Data Mining and Network Analysis
This course covers methods that include machine learning applications in systems biology including unsupervised clustering and supervised learning; analysis of the topology of biological regulatory networks; and a survey of how these approaches are applied to study biological molecular networks; papers that combine computational predictions with experimental validation are highlighted; and use of software tools to analyze proteomics and genomics collected by the LINCS experimental expression data.

Research

The Ma’ayan Laboratory applies computational and mathematical methods to study the complexity of regulatory networks in mammalian cells. We apply machine learning and other statistical mining techniques to study how intracellular regulatory systems function as networks to control cellular processes such as differentiation, dedifferentiation, apoptosis and proliferation. We develop software systems to help experimental biologists form novel hypotheses from high-throughput data, while aiming to better understand the structure and function of regulatory networks in mammalian cellular and multi-cellular systems.

NIH-funded Centers

Largest and Most Diverse Collection of Annotated Gene Sets

Gene set enrichment analysis is central to many biological and biomedical projects that measure mRNA and protein expression at the whole-genome scale. Gene set enrichment analysis is typically limited to few literature-base background knowledge libraries such as those created from the Gene Ontology and from pathway databases such as KEGG, WikiPathways, and Reactome. We have demonstrated that enrichment analysis can be expanded to using data from many other biological domains. For developing the tools Enrichr, Enrichr-KG, Rummagene, Rummageo, kinase enrichment analysis (KEA), ChIP-seq enrichment analysis (ChEA), and Harmonizome, we have integrated data from many key biomedical resources into useful gene set libraries. These libraries better inform enrichment analyses from omics studies. So far, over 2 million unique users used these bioinformatics software applications with a current rate of ~4,000 unique users per day.

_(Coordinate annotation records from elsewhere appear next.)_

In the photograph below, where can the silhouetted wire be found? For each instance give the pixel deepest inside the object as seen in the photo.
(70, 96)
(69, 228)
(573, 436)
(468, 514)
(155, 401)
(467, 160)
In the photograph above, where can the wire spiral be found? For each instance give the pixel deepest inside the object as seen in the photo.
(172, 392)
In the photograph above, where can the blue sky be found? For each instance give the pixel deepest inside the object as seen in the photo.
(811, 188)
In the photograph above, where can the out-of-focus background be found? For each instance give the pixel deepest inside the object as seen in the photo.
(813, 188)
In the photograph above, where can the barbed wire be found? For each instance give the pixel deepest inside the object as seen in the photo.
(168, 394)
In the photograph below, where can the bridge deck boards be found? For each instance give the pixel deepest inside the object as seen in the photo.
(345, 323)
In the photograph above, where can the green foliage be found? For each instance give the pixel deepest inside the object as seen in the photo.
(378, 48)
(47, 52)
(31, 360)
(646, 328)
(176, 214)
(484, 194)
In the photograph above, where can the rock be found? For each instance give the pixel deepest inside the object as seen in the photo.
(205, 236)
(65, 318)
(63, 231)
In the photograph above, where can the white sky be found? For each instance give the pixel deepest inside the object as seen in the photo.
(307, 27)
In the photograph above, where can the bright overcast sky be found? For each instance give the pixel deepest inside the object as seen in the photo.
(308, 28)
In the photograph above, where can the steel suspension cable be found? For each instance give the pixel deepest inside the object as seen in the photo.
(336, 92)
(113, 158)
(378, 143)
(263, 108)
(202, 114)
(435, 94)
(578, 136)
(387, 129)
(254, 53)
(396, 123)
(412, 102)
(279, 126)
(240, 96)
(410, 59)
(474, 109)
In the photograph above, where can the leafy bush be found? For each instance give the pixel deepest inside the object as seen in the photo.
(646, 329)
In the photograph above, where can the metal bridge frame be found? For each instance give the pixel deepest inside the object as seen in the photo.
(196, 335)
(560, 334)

Original Methods to Identify Differentially Expressed Genes, Perform Gene Set Enrichment Analyses, and Benchmark these Data Analysis Methods

One of the key statistical tests in the fields of transcriptomics is the identification of differentially expressed genes. We developed a multivariate method called the Characteristic Direction to better identify the “correct” differentially expressed genes. The Characteristic Direction method was extended to also perform improved enrichment analysis using a similar concept. Using a unique benchmarking strategy, we can objectively evaluate the Characteristic Direction method and many other leading methods for differential expression and enrichment analyses such as limma, GSEA and DESeq.

Translational Computational Research in Cancer and Kidney Disease

In collaboration with other experimental and computational biology laboratories, we have made great strides in the past several years in studying kidney disease, diabetes, HIV, and cancer. We have developed unique computational methods that led to the identification of potential targets and drugs for attenuating kidney fibrosis, diabetic kidney disease, and HIVAN. Our collaborative work also proposed treatment combinations for early-stage kidney disease intervention. These advances were possible by applying the unique algorithms that we developed which include: Expression2Kinases, SigCom LINCS, and TargetRanger.

Innovative Bioinformatics Software Infrastructure

To lower the barrier of entry for bioinformaticians and to streamline the development of bioinformatics software applications, we developed Appyters. With Appyters bioinformaticians can rapidly develop full-stack web-based bioinformatics applications from their Jupyter Notebook. Currently over 100 Appyters are available from the Appyters Catalog. For a CFDE Partnership project, our team developed the Playbook Workflow Builder, a platform that facilitates the visual dynamic construction of bioinformatics workflows. Along these efforts, we also created FAIRshake, a flexible framework for performing manual and automated evaluation of digital objects for adherence to defined community established standards.